The Imposter Bride
by Nancy Richler (2012)
Harper Collins Canada (2012)
352 pp

When working through a list of books, it’s always nice to come to the best one last. That’s how I felt about Nancy Richler’s The Imposter Bride, my fifth and final read of this year’s Giller Prize shortlist. What I found here may not have been entirely to my tastes (I’ll get into why in a moment), but it was an always interesting story and Richler was a deft and controlled story-teller.

The Imposter Bride is, in its way, another World War II book. We see plenty of these every year, and at times I feel I’m not in the mood to go there again even though, often enough, I’m happy if I do. In this case, intrigue propelled the plot forward from the first pages, and Richler’s skills as a story-teller kept me going to the end.

When we begin, we are in a banquet hall in Montreal. Lily Kramer is sitting on a couch with her new husband, Nathan:

In front of the couch was a table laid with fruit and hard-boiled eggs. Her husband picked up a plum and rolled it in the palm of his hand. His name was Nathan and she had known him for a week. It was his brother, Sol, she had been meant to marry, a man she had corresponded with but hadn’t met, who had caught one glimpse of her as she disembarked at the station and decided he wouldn’t have her. Lily watched Nathan roll the plum in his hand and wondered what his brother had seen in her that made him turn away.

We quickly learn that Lily has just arrived in Canada as  a Jewish refugee. The doors were barely open and the ticket through was a waiting fiance. Sol signed up for the part, for a fee, but, when he saw the bride, “he recoiled”:

Damaged goods. That’s what he saw. A broken life, a frightened woman, a marriage that would bind him — however briefly — to grief.

Nathan approached Lily at the station, explained that Sol had left, and told her it was Sol’s loss. He would happily marry her.

The story gets stranger at the wedding. First, Sol is now upset. “The bride looked good to him now. There was a boldness in her expression that he hadn’t noticed before, that hadn’t been there, he could swear, when she first stepped off the train.” Nicely, Richler navigates through the crowd, shifting perspectives as easily as Tolstoy does in the crowds in Anna Karenina. Brooding, Sol sees two people he doesn’t know, a mother and daughter who were not invited.

The mother is Ida Pearl Krakauer. She came to the wedding because she had hoped the Lily Azerov getting married was her relative they believed lost in the war. Her daughter, Elka, came along and was surprised they stayed even after finding out this Lily was not their relative. “It won’t last,” are the first words Ida says to Sol.

We readers know that the Lily Azerov marrying Nathan is not actually Lily Azerov. She’s stolen that name from a corpse in Poland (“nothing went unused”).
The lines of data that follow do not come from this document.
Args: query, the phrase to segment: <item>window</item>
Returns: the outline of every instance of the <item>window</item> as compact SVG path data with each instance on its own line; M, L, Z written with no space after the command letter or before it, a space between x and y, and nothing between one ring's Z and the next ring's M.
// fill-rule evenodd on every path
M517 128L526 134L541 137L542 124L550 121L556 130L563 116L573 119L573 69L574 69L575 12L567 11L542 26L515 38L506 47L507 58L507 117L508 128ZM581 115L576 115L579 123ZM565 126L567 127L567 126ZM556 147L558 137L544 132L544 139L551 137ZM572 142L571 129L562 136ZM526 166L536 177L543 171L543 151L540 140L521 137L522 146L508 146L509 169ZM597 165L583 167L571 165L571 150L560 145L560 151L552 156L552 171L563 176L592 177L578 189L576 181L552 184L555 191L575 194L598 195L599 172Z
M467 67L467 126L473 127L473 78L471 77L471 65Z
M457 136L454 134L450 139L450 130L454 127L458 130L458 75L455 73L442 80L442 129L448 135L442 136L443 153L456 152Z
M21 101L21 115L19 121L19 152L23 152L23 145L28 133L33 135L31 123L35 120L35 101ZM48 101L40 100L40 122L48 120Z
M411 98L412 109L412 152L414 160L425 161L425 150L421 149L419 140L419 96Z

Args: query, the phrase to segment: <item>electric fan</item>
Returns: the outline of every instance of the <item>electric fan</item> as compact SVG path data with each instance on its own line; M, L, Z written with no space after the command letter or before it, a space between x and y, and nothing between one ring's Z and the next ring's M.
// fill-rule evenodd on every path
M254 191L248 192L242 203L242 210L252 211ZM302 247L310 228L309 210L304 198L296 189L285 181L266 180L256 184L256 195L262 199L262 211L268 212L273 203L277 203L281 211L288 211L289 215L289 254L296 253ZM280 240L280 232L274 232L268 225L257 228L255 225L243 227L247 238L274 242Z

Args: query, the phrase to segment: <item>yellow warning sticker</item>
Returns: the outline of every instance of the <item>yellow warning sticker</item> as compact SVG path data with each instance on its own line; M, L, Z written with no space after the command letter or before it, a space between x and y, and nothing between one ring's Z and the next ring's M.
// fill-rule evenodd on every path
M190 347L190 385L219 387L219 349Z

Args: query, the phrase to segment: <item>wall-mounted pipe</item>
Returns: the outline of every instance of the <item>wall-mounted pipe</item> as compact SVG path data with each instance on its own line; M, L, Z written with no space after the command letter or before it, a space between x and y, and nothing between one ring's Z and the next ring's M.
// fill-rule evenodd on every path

This all happens in the first, dense but flowing chapter. We may suspect the remainder of the book will dwell on this situation, but there’s more. In chapter two, we meet Ruth, Nathan and Lily’s daughter. She’s already six years old, and she’s just received her first correspondence — a rock — from her mother in years as Lily abandoned her family when Ruth was still a baby.

Elka and Sol are married, and Nathan and Ruth live with them. The book proceeds from there, every once in a while stepping back in time in alternating chapters, but mostly moving us forward as Ruth grows up, learning about her family’s secrets and the hidden grief.

I liked this books quite a bit. As with most of the other books on this shortlist, it is heavily reliant on plot mechanics, some of which you just need to go along with. For example, it’s developed well enough, but the main reason Sol and Elka marry is for the book’s plot. Their wedding keeps the Kramers and Krakauers together so that Lily’s identity stays in the foreground. I found things like this easy to forgive, though, as Richler manages the characters and their varying emotions well.

I will say, though, that many parts of this story reminded me of one of my favorite reading experiences this year: Deborah Eisenberg’s “Cross Off and Move On” (reviewed here). That short piece published in The New York Review of Books also delves into family secrets from World War II that the next generation has to deal with. I found Eisenberg’s language and nuance superior to Richler, even if I consistently enjoyed and admired Richler’s story. Still, I recommend The Imposter Bride to anyone who finds the above interesting, and it is certainly my choice for this year’s Giller Prize.